When I'd hung up, Timmy said, "So."

"So? So what? This just makes it all the more imperative that I fly out there and sort this out."

"The beaches won't be any good. This time of year the water's too cold."

"You're not coming along?"

"Of course I'm coming. It's just for the weekend."

"Good. Bowman wants to haul me in and might have the security people at the airport watching for me, so we'll drive down and fly from Kennedy. Did you rent a car?"

"It's down on Lodge Street. God, an Albany Lenihan who turned into a civic reformer. Who'd ever have thought it? If Jack hadn't died, what an amazing historical event that would have been."

"Will be," I said. "An amazing historical event that will be."

He'd had enough of me for a while and watched the eleven-o'clock news while I phoned my airline contact at home.

"Don Strachey, Alex. What did you come up with?"

"Joe's here for a few hours and he's awake. I'm busy."

"Give him my best-or yours, if that's what he prefers- but in the meantime, go get that stuff on Lenihan I asked for, will you? I'm going to be out of touch for a couple of days and I need it before I leave."

The phone hit something with a clunk. He came back rattling papers. "John C. Lenihan flew to Los Angeles via

O'Hare on Tuesday, October sixteenth, and returned to Albany on Sunday, October twenty-first, again changing at O'Hare. If he flew anywhere on any other dates during the month of October, it wasn't with us. May I go now?"

"You may. And thanks-many thanks. You'll be rewarded for this on some distant day."

"Oh, it won't be that long."

I hung up and dialed Ned Bowman at home. "Fenton Hardy here. Is this Chief Collig of the Bayport police department?"

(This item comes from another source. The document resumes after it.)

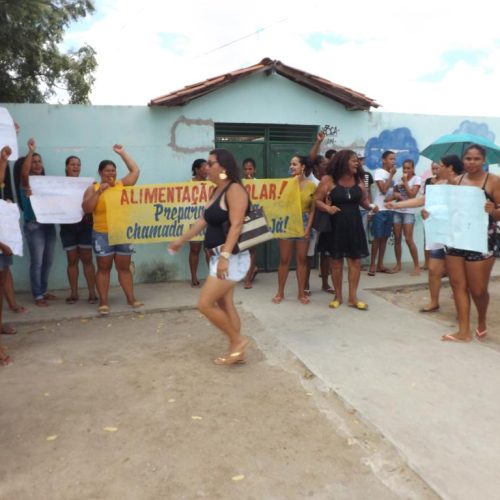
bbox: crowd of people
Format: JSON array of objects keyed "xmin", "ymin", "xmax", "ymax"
[{"xmin": 0, "ymin": 132, "xmax": 500, "ymax": 365}]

"You're under arrest, Strachey!"

"Nope."

"Well, you sure as hell will be if you don't haul your ass down to my office at eight A.M. sharp. And you are not at the Americana. You lied."

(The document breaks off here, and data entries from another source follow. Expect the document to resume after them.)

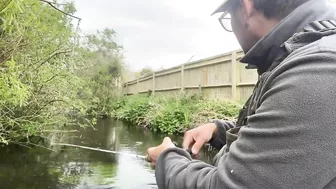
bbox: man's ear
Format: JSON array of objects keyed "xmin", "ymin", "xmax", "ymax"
[{"xmin": 243, "ymin": 0, "xmax": 254, "ymax": 20}]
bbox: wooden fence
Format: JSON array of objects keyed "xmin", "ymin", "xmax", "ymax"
[{"xmin": 123, "ymin": 51, "xmax": 258, "ymax": 101}]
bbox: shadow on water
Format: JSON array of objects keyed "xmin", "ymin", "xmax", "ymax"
[{"xmin": 0, "ymin": 119, "xmax": 218, "ymax": 189}]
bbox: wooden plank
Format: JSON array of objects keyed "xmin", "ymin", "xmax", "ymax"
[
  {"xmin": 181, "ymin": 64, "xmax": 184, "ymax": 91},
  {"xmin": 237, "ymin": 83, "xmax": 256, "ymax": 87},
  {"xmin": 156, "ymin": 87, "xmax": 181, "ymax": 92},
  {"xmin": 185, "ymin": 83, "xmax": 231, "ymax": 89},
  {"xmin": 231, "ymin": 52, "xmax": 238, "ymax": 100}
]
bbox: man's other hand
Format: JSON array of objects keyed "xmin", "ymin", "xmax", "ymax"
[
  {"xmin": 147, "ymin": 137, "xmax": 175, "ymax": 168},
  {"xmin": 183, "ymin": 123, "xmax": 216, "ymax": 155}
]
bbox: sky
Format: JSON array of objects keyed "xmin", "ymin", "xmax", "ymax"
[{"xmin": 75, "ymin": 0, "xmax": 240, "ymax": 71}]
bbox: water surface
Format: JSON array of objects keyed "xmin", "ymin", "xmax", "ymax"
[{"xmin": 0, "ymin": 119, "xmax": 214, "ymax": 189}]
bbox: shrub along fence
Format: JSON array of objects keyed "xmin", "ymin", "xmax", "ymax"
[{"xmin": 123, "ymin": 50, "xmax": 258, "ymax": 101}]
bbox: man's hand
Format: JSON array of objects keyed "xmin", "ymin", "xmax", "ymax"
[
  {"xmin": 147, "ymin": 137, "xmax": 175, "ymax": 168},
  {"xmin": 183, "ymin": 123, "xmax": 216, "ymax": 155}
]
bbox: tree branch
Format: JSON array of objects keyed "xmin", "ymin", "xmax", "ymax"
[{"xmin": 40, "ymin": 0, "xmax": 82, "ymax": 21}]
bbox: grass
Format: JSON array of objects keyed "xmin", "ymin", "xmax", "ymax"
[{"xmin": 111, "ymin": 95, "xmax": 241, "ymax": 134}]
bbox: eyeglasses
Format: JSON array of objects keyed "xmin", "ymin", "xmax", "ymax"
[{"xmin": 218, "ymin": 12, "xmax": 233, "ymax": 32}]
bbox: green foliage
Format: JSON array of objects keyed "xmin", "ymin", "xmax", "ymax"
[
  {"xmin": 111, "ymin": 95, "xmax": 240, "ymax": 134},
  {"xmin": 0, "ymin": 0, "xmax": 123, "ymax": 144}
]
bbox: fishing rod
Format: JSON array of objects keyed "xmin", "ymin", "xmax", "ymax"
[{"xmin": 52, "ymin": 143, "xmax": 148, "ymax": 161}]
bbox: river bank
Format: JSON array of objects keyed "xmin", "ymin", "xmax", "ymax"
[{"xmin": 111, "ymin": 95, "xmax": 241, "ymax": 134}]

"Listen, Ned, I want to help you out, so don't make it hard for me. Our separate efforts on this one can be complementary and beneficial."

"You have it, don't you?" he hissed.

"Have what?"

"The famous two and a half million bucks everybody and his brother keeps walking in off the street and telling me about. You know, Strachey, Larry Dooley is awful mad at you. When you make a mistake, it's a pisser."

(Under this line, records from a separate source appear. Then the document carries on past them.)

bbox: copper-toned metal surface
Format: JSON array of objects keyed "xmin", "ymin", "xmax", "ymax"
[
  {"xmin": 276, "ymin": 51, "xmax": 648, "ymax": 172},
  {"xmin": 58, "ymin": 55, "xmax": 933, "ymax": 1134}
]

"Dooley may have killed Jack Lenihan. Are you pursuing that?"

"Dooley, Kempelman, Creighton Pell-they're all suspects until they can establish alibis, which naturally they're all busting their asses to come up with real fast."

"There's a better suspect, I think."

"What? Who do you mean?"

"Whoever killed Jack Lenihan was smart enough to dump him in my car instead of in a ditch somewhere. This served the purpose of frightening me into turning over the two and a half million-which, incidentally, I've never seen-and also of pointing a finger at me. It follows that the killer was also smart enough to go through Lenihan's pockets and remove any paper with his own name and phone number on it, but leave behind any papers with Dooley's, Prell's and Kempelman's names. I suggest you check out other reform-minded politicians whom Lenihan might have approached with his proposal. The ones who are not showing up are the ones who, I think, bear scrutinizing. I'd do it myself, but far be it from me to involve myself in an investigation that properly falls within your purview."